All’Onu finisce la patate bollente, in vista di un disimpegno futuro. Il G20 straordinario si potrebbe sintetizzare così. Per il presidente del consiglio dei ministri Mario Draghi è stato invece un successo. Così ha dichiarato nella conferenza stampa a conclusione dell’incontro virtuale che ha visto la partecipazione dei rappresentanti delle 20 principali economie del mondo, oltre al Qatar – Paese mediatore tra i Talebani e la comunità internazionale – e ai rappresentanti del Fondo Monetario internazionale e della Banca mondiale.

«È la prima risposta multilaterale alla crisi afghana. Il multilateralismo sta tornando come schema di lavoro dei Paesi del mondo», così Mario Draghi. Il quale ha avuto il merito di porre la questione afghana all’ordine del giorno, ma senza ottenere risultati concreti. Ha pesato l’assenza del presidente russo Vladimir Putin e di quello cinese Xi Jinping, sostituito dal ministro degli Esteri Wang Yi, che non ha rinunciato a qualche stoccata, annunciando assistenza umanitaria per 200 milioni di yuan (circa 26 milioni di euro) e invocando il rispetto della sovranità del Paese. La loro assenza ipoteca la soluzione di tanti problemi afghani. La Russia e la Cina, infatti, ribadiscono da settimane che dovrebbero essere gli Usa e i Paesi della Nato, responsabili della situazione attuale, a farsi carico dei problemi finanziari dell’Afghanistan.
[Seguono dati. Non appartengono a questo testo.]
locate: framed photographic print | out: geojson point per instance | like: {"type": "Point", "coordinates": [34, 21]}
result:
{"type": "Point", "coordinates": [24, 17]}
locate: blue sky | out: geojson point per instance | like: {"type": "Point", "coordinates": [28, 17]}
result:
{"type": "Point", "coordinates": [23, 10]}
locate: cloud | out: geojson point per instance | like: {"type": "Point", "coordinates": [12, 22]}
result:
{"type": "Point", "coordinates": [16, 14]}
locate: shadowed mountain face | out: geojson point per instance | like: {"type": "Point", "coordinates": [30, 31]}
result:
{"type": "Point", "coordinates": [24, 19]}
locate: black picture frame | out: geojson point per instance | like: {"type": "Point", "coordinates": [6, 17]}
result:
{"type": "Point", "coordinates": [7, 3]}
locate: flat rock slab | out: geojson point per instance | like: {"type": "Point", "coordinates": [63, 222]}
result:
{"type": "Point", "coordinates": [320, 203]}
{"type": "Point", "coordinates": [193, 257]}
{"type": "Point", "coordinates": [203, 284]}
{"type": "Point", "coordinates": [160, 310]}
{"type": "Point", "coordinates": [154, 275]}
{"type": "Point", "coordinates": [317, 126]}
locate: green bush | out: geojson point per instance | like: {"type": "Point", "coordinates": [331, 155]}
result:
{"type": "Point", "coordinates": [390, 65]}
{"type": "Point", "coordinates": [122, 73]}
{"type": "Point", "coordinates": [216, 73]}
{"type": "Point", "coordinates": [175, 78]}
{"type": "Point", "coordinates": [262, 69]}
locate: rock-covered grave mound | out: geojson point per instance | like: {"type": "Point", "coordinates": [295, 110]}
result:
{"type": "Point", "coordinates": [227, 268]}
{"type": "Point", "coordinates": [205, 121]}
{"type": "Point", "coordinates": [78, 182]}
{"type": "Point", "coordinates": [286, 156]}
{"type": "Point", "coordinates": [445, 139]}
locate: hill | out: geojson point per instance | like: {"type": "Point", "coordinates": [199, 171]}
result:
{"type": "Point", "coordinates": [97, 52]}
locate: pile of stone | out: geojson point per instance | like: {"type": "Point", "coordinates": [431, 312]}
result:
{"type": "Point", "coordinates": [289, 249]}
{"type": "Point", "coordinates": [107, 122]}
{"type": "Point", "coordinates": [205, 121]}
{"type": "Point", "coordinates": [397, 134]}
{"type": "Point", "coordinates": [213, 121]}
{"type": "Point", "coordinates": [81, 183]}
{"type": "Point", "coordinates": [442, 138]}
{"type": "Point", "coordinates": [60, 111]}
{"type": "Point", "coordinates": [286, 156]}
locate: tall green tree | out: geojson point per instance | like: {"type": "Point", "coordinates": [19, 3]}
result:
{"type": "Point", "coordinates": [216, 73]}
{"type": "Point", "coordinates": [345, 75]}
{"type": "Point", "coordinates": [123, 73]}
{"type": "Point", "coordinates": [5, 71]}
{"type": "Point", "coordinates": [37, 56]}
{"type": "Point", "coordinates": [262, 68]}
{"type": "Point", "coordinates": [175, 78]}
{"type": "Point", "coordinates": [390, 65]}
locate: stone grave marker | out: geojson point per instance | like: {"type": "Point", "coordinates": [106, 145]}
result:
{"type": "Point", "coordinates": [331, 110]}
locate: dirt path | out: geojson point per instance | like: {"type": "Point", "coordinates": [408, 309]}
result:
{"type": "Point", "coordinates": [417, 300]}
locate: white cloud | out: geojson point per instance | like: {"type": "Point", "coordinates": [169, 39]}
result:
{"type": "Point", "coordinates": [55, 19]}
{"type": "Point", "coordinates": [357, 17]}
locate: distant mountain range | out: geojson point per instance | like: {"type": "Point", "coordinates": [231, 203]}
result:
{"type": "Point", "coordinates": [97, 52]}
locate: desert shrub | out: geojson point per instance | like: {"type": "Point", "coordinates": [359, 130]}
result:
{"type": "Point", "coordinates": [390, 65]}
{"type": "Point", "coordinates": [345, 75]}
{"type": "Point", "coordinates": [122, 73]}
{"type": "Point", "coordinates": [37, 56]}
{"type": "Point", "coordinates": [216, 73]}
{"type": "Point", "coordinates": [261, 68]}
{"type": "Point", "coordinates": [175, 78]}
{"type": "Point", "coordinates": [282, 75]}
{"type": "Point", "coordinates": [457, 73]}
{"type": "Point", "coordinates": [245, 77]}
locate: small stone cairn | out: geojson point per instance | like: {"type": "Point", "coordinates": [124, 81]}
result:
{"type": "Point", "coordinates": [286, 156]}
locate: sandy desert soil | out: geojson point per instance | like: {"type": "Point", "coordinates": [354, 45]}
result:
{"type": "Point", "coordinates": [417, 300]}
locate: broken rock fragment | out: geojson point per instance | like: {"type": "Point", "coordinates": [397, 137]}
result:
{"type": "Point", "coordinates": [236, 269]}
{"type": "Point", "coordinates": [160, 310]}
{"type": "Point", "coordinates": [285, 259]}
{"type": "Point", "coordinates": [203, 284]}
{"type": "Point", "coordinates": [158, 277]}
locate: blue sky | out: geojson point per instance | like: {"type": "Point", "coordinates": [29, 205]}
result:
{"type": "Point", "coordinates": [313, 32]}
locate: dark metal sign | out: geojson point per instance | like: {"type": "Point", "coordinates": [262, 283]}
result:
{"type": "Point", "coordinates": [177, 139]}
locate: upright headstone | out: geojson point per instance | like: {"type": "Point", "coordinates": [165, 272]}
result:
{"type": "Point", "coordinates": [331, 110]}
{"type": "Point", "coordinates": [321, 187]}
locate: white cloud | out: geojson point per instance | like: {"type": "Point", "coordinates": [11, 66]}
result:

Il Paese rischia il collasso strutturale. A dirlo chiaro e tondo, alla vigilia del vertice, è stato Antonio Guterres, il segretario generale dell’Onu. Occorre fare presto, ha dichiarato, perché l’economia, perlopiù dipendente dall’esterno, non può più aspettare: «Le banche stanno chiudendo e i servizi essenziali come la sanità sono stati già sospesi in alcuni luoghi». Serve liquidità, subito, per evitare il collasso. «O la va o la spacca», ha sintetizzato Guterres.

Rimangono però congelate le riserve della Banca centrale, custodite alla Federal Reserve di New York, così come i trasferimenti monetari congelati dalla Banca mondiale e dal Fondo monetario internazionale subito dopo la presa del potere dei Talebani, a metà agosto. Il 13 settembre la comunità internazionale si è impegnata per 1,2 miliardi di dollari in aiuti umanitari, ma solo un terzo circa della cifra è arrivata a destinazione. Al G20 straordinario tutti si sono detti consapevoli del rischio incombente, ma impegni precisi non se ne sono visti, tranne quelli della Commissione europea, che ha annunciato un pacchetto di aiuti per un miliardo di euro.

“Dobbiamo fare tutto il possibile per evitare un grave collasso umanitario e socio-economico in Afghanistan. Dobbiamo farlo in fretta”, ha sottolineato la presidente della commissione Ursula von der Leyen, per la quale non deve essere il popolo a “pagare il prezzo delle azioni dei Talebani”. Il sostegno, ha precisato, andrà anche ai Paesi limitrofi, assenti al vertice. L’idea è che siano i Paesi confinanti a farsi carico in particolare della inevitabile spinta migratoria dall’Afghanistan. Il presidente turco Recep Tayyip Erdogan ha dichiarato che “la Turchia non può permettersi un nuovo flusso di migranti dall’Afghanistan, ne sarebbero colpiti anche i Paesi europei”. Un modo per “battere cassa” e rivendicare la centralità di Ankara nella partita in corso.

Erdogan ha anche proposto di formare un gruppo di lavoro sulla migrazione, nel corso della prossima presidenza indonesiana del G20. Mario Draghi ha invece enfatizzato il mandato che il G20 ha attribuito alle Nazioni Unite, affinché coordini le azioni di aiuto umanitario. Un modo per bypassare il nodo politico centrale: come trattare i Talebani. Ma anche, nel lungo termine, per scaricare sull’Onu le maggiori responsabilità. A Doha, intanto, si è tenuto un primo importante incontro trilaterale: rappresentanti dell’Unione europea, un esponente dell’amministrazione statunitense e alcuni leader talebani.